She lets a little lightning loose from her braids, and uses it to light a candle by her bed, forcing herself not to calculate the cost of the wax as it burns. Instead, she catalogues her thoughts, seeking out the root of the worry, tracing its epicentre in her mind. It isn't the lingering ache from her Namornese injuries, of that she’s sure. Nor is it an academic concern; she’s smart enough to keep up with the other stuck-up mages-to-be, and fortunately, due to Niko and her voracious reading, she knew plenty of theory before she ever started there. 

  
It’s not the distance from her siblings, either, she realises.

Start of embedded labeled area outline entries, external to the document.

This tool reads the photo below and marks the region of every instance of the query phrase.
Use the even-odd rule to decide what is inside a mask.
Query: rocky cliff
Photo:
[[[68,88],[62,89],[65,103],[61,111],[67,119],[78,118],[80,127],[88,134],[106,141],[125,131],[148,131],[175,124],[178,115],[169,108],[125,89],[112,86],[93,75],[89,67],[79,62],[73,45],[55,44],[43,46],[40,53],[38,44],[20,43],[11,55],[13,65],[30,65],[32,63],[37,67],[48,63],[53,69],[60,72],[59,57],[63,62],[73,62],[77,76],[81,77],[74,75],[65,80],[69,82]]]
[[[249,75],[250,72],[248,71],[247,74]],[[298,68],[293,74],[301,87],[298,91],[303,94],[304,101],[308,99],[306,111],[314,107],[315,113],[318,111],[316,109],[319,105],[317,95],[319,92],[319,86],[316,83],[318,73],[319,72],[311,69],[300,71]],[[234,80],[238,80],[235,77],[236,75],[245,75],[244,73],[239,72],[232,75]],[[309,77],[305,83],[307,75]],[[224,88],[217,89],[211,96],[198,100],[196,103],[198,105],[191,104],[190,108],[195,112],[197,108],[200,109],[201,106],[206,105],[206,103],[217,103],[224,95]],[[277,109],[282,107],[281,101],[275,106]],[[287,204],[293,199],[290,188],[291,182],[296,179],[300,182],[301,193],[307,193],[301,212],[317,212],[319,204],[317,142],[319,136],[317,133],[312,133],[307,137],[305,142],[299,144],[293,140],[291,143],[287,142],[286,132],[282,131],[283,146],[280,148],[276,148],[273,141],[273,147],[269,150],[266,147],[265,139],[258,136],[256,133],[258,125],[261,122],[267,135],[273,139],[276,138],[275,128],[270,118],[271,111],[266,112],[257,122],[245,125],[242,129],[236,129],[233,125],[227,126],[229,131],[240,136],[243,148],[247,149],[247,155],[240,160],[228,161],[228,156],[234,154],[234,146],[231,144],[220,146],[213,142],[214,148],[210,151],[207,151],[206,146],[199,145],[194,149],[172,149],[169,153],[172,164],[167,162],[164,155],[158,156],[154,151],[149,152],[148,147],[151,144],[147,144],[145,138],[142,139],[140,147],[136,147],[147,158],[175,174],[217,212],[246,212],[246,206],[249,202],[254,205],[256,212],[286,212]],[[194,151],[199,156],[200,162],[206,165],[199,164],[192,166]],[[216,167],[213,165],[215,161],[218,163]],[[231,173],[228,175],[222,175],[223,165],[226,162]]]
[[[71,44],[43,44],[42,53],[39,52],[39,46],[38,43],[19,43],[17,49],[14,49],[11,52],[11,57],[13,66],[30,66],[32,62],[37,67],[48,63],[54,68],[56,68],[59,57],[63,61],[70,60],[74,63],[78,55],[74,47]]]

Somehow, the warm lump in her palm still keeps her feeling grounded when nothing else feels right. Now, in the flickering candlelight, she examines it more closely—just a twist of skin, barely visible to the eye, but easy to feel with a folded hand. As her fingers close over it, a voice breaks the calm of her mind.

  
_Tris. Why are you awake?_ Sandry sounds sleepy even through their mental bone, but her warm affection seeps through too. Tris closes her eyes and allows herself to enjoy it, just for a moment.

  
_Too much time on my hands,_ she replies, flippantly. Then she stops herself, and adds: _And no voices on the wind at this hour._

  
Although as much as she would like to blame her recent mood on that, she can’t, not really, Tris realizes. The voices are a nuisance, a worry and a bother—she learns too much that she shouldn’t and even more that she doesn’t care about at all. But she has, at last, grown rather used to them.

  
Sandry sounds more energetic now, full of ideas. _You know, I have an idea that might help, like the braids helped you keep weather in your hair. What if we could weave something together to shield out the voices, so you could just listen in when you wanted to?_

  
The idea strikes a chord in Tris’s mind, and as she replies, more enthusiastic than before, she barely notices the feeling of wrongness slip away.

  
Only later, when Sandry sends her the weaving for her window, their first experiment in controlling the wind-scrying, does Tris realize what the problem is, and kick herself for not knowing sooner. This bare and empty room and friendless place are not her relatives’ loveless houses, no matter the similarities. She closes her hand over the thread-circle lump, and knows exactly where her family is.


End file.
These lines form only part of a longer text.